Se suele decir «lo prometido es deuda», y he perdido la cuenta de las veces que falté a mi palabra. La promesa es comprometerse a algo que alguien espera, y cuanto más lo espera o desea, mayor es la decepción y la traición sufridas cuando esta queda incumplida. A quien no espera gran cosa, la promesa no puede defraudarle y, con una expectativa baja, la sorpresa casi siempre es grata o considerable. A quien no espera nada y se le da, ¡qué alegría más grande!
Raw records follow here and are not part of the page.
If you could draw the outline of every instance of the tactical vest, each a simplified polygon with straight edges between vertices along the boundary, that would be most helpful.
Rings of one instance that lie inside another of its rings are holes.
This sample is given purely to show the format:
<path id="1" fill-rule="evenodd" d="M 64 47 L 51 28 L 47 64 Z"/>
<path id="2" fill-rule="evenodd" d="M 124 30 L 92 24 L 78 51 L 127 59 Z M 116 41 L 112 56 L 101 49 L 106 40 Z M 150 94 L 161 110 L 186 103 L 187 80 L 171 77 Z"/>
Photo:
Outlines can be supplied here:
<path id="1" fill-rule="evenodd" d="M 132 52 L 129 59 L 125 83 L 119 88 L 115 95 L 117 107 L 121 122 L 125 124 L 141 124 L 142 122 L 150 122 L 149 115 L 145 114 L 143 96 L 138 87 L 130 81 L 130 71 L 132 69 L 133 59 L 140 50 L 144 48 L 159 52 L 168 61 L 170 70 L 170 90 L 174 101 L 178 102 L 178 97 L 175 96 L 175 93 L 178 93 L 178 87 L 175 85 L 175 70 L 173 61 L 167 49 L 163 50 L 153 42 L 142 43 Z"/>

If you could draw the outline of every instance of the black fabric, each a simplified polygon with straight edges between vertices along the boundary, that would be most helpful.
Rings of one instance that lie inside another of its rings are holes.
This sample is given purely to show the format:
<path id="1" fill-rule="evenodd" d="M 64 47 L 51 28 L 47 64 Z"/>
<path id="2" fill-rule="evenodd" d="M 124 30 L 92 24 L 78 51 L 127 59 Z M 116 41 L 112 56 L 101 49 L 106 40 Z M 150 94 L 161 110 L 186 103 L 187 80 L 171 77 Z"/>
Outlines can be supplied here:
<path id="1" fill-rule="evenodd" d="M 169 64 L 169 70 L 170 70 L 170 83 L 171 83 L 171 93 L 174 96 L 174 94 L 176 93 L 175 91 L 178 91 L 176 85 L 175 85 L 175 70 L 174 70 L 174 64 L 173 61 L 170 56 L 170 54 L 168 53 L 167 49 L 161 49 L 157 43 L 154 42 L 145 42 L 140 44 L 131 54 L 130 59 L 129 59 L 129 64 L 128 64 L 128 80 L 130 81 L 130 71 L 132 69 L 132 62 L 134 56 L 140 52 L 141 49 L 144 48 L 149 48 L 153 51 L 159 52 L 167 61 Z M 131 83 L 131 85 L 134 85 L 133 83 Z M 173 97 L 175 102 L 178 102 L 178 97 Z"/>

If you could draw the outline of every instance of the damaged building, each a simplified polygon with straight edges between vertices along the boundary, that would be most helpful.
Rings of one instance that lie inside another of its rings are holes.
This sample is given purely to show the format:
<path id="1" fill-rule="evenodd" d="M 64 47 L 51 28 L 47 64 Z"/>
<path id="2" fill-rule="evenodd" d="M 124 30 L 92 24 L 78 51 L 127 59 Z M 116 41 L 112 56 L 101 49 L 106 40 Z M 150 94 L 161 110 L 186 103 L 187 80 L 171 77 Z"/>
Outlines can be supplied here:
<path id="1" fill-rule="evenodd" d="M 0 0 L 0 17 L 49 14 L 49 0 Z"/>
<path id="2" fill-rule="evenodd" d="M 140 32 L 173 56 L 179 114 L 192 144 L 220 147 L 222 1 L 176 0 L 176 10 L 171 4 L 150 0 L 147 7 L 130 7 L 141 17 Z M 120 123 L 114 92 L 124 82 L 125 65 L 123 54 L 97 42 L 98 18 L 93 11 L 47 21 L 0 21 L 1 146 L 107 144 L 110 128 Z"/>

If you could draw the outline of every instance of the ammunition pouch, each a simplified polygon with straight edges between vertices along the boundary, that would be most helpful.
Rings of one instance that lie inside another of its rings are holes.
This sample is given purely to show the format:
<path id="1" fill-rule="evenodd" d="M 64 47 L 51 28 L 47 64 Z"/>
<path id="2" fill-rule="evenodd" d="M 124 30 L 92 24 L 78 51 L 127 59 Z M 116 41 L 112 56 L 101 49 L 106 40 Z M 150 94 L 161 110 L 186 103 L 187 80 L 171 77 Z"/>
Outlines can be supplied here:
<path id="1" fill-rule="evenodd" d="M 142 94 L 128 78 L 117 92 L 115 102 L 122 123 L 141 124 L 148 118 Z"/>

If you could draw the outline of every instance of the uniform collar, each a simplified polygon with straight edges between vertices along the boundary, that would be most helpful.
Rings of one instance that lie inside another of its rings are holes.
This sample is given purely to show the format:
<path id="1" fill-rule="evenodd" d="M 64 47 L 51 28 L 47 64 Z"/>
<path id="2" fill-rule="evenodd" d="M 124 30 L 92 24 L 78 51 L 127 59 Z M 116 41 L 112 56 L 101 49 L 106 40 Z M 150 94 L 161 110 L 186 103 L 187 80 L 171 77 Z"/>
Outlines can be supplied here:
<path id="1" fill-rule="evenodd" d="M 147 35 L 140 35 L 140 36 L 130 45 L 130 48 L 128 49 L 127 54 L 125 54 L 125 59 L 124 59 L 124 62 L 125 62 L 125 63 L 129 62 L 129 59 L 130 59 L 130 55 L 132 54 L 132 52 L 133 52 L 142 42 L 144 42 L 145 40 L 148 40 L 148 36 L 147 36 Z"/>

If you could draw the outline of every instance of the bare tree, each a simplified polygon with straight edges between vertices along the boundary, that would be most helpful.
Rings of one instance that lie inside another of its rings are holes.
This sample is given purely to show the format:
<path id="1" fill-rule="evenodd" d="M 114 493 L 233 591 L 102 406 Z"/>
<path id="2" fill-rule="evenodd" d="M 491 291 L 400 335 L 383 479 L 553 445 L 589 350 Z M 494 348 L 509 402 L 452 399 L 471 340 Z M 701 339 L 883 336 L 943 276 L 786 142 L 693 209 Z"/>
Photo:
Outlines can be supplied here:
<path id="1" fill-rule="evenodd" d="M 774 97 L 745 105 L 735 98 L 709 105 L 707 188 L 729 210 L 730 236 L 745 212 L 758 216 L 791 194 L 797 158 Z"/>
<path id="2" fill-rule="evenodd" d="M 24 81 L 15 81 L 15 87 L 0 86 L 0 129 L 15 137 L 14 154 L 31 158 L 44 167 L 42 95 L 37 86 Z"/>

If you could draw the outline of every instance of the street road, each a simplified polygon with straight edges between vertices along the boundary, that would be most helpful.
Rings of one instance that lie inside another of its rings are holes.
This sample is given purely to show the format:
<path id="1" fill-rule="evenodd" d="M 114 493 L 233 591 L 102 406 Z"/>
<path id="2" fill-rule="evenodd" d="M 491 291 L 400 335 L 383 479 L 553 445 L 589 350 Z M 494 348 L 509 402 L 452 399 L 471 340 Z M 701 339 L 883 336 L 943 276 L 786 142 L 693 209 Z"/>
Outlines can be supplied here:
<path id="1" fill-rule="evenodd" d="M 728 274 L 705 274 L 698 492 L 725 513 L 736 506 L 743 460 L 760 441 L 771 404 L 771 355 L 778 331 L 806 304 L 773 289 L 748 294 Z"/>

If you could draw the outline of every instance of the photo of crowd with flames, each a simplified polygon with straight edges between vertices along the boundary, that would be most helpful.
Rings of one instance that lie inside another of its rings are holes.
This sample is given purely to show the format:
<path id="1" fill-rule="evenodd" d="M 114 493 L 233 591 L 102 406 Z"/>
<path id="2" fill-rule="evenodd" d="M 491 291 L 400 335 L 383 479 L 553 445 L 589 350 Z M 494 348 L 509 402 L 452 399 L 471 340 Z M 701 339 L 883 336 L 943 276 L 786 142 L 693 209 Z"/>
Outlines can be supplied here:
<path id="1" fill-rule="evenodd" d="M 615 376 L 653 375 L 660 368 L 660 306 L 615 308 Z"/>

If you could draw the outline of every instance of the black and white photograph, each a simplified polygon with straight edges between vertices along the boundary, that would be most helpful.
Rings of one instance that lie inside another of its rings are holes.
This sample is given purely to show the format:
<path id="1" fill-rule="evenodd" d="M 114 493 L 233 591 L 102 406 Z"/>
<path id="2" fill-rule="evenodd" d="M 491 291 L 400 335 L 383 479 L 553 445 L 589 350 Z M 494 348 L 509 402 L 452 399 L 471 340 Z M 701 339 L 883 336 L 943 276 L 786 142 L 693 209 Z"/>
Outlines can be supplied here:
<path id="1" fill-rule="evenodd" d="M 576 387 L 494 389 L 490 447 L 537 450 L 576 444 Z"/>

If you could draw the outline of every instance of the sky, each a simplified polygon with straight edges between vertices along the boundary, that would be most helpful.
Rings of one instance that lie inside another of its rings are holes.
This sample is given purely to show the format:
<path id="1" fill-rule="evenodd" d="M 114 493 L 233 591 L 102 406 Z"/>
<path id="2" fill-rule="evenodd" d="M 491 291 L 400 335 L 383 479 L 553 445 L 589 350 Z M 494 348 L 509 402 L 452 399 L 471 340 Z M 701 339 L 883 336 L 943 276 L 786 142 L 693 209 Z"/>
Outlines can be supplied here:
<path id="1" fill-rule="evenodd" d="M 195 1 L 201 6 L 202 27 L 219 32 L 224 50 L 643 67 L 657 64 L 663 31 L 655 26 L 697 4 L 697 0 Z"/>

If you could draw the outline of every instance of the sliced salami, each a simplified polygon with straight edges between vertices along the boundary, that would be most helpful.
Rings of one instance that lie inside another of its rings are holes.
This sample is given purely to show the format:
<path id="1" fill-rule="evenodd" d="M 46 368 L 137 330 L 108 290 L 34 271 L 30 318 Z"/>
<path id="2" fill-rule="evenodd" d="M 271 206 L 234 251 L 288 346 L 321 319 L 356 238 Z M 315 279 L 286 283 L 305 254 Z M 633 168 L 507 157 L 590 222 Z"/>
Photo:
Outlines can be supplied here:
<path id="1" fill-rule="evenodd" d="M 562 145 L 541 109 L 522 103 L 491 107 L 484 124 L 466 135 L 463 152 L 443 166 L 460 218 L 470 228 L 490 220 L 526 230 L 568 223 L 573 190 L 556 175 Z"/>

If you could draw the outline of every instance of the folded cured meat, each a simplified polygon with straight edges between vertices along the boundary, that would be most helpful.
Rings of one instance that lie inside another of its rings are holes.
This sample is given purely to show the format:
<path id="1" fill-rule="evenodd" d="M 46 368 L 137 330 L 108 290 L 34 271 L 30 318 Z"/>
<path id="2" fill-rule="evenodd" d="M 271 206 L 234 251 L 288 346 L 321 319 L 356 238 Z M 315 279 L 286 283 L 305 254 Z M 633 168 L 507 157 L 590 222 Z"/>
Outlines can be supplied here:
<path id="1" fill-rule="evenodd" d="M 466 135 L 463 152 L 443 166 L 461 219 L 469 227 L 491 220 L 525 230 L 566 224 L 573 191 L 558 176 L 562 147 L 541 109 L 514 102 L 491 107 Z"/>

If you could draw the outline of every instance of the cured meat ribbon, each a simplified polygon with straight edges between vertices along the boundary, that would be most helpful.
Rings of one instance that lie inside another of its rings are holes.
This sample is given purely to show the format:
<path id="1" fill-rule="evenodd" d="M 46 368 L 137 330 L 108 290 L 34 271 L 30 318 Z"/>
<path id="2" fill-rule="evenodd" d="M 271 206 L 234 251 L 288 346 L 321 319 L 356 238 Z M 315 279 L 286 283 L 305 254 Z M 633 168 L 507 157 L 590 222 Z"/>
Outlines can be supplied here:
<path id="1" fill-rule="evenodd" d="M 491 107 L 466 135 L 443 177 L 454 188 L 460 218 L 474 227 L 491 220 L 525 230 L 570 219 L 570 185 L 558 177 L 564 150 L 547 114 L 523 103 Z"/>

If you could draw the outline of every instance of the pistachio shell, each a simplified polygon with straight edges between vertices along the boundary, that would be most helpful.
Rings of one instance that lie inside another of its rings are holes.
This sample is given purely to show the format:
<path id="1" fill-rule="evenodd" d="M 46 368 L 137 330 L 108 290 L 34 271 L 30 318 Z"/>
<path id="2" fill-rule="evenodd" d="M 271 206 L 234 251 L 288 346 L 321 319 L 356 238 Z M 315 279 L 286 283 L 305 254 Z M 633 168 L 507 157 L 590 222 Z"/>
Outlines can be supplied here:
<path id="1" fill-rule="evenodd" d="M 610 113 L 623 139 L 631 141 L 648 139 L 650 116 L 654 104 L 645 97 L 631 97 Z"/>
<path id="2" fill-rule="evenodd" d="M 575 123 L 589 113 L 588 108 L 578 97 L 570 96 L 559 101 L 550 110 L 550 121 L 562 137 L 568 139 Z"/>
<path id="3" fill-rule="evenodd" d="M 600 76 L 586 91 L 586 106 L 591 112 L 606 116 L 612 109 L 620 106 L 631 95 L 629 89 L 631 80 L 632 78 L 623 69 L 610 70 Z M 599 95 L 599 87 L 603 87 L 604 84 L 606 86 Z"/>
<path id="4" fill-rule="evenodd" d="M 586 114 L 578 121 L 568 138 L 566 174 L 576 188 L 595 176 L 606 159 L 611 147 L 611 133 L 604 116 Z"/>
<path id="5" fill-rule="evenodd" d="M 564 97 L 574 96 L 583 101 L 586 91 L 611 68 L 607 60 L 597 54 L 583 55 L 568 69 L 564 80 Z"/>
Con el tiempo he ido aprendiendo a prometer menos y a obligarme menos, porque entendí que todo lo que se hace desde el compromiso es fácilmente quebrantable. No me agrada faltar a mi palabra, igual que tampoco creo que le agrade a nadie. No creo que nadie se sienta bien defraudando a otro.

Uno podría caer en el nihilismo y no darle valor a algo tan veleidoso, tan inestable; o podría comprender por qué hay promesas que cumple y otras que no. Las promesas que he cumplido, o que se han cumplido en mi nombre, son todas aquellas que hice desde el corazón.

Entonces, ¿era la promesa el problema o lo era el lugar desde donde había sido prometida?

Una promesa hecha desde el corazón es inamovible, inexpugnable, impenetrable. Es el viaje de Ulises y su deseo de retornar al hogar. Quien es movido por el corazón es fiel a sí mismo y no hay inclemencia capaz de bloquearle. No hay inclemencia que pueda ganarle un pulso a un corazón sincero.

Sé que, para no faltarme a mí mismo ni a mi palabra, tengo que serme tan dolorosamente honesto que ni el espacio ni el tiempo puedan imponerme condiciones sobre cómo sentir, cómo pensar o cómo vivir.

Tan libre, tan leal, tan auténtico, ¡que no haya promesas vanas condicionadas por sueños vanos, sino senderos de energizantes y profundos anhelos, tan deseados y deseables que no pudiese o quisiese, bajo ningún concepto, obviarlos!